Quickly following the news break, I saw posts reprimanding the media for calling the crime a violent act instead of terrorism. Whereas, if roles in the crime had been reversed, media headlines would've mentioned terrorism. Here is the cartoon. I must admit, it makes an important point about problems of racism and stereotyping in the United States.
But why didn't media call this awful murder a terrorist act?
Terrorism is "the use of violence in the pursuit of political aims."
A lot of terrorist activities happen in the Middle East because the West and especially the United States occupy and force Western philosophies on regions that can't function peacefully under the these political structures. And actually very few terrorist attacks in the United States are from Muslim perpetrators – difficult to believe if you follow mainstream media coverage.
The definition of "terrorism" is without mention of religion or religious affiliation. Terrorism is entirely political, and although some terrorist groups like ISIS in the Middle East or the the All Tripura Tiger Force have religious associations, their primary motivations are political (usually occupation).
The media called Charlie Hebdo a terrorist attack because the biographies of the attackers revealed their political intentions.
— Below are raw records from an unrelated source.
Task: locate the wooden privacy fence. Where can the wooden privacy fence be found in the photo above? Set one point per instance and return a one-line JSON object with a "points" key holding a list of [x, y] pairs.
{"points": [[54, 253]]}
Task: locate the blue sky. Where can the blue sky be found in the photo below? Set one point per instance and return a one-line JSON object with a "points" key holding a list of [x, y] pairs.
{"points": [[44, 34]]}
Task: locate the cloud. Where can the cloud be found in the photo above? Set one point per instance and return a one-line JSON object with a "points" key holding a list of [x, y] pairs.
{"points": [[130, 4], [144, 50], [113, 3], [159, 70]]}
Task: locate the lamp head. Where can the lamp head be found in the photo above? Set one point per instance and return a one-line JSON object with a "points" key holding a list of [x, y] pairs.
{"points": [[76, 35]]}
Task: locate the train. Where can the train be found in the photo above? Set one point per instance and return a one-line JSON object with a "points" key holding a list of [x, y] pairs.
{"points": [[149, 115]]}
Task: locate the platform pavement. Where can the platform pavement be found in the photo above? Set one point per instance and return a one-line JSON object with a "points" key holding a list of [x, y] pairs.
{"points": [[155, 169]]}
According to Robert Pape, a professor of political science at Chicago University, they were "powerfully motivated by the Iraq War, by the Abu Ghraib torture abuse."
France also has blatantly racist and anti-islamic policies like banning muslim women from wearing full face coverings.
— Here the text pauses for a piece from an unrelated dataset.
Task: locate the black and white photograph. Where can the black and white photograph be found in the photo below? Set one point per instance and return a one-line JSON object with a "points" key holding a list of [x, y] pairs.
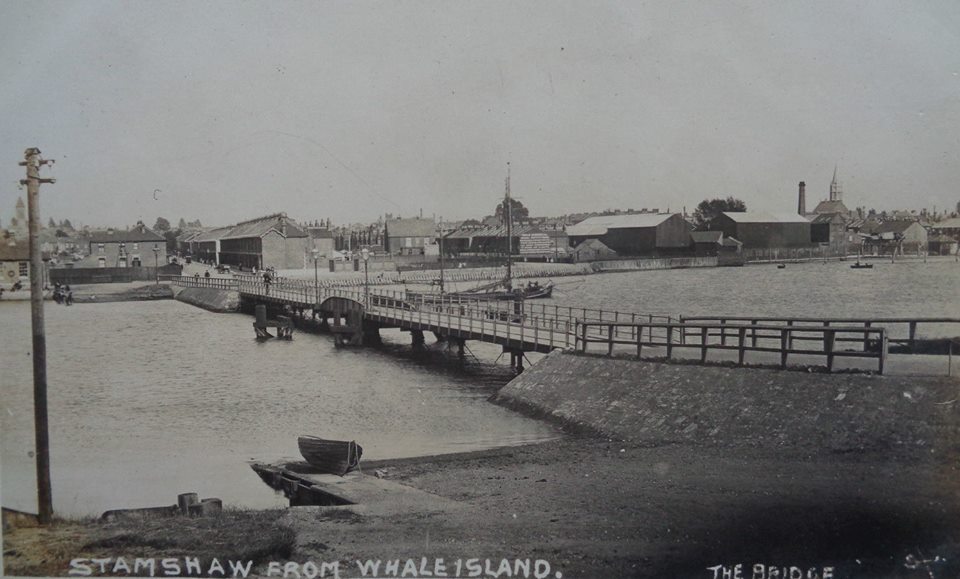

The Chapel Hill shootings were motivated by reasons that weren't political. Although parking is the alleged reason, I neither believe that was the true reason nor believe it qualifies as political. Any way you look at it, the attacker possessed hatred for his neighbors, which caused him to commit three murders.
Really, what's in a name? Society has almost given terrorism a new meaning. For example, most Americans wouldn't consider the Boston Tea Party an act of terrorism (it undeniably was) because it was initiated by Americans. Perhaps the media should just stop using the word. It perpetuates stereotypes and cultivates racism, and when you get down to it, both the Chapel Hill and Paris attacks are repugnant examples of people hating people.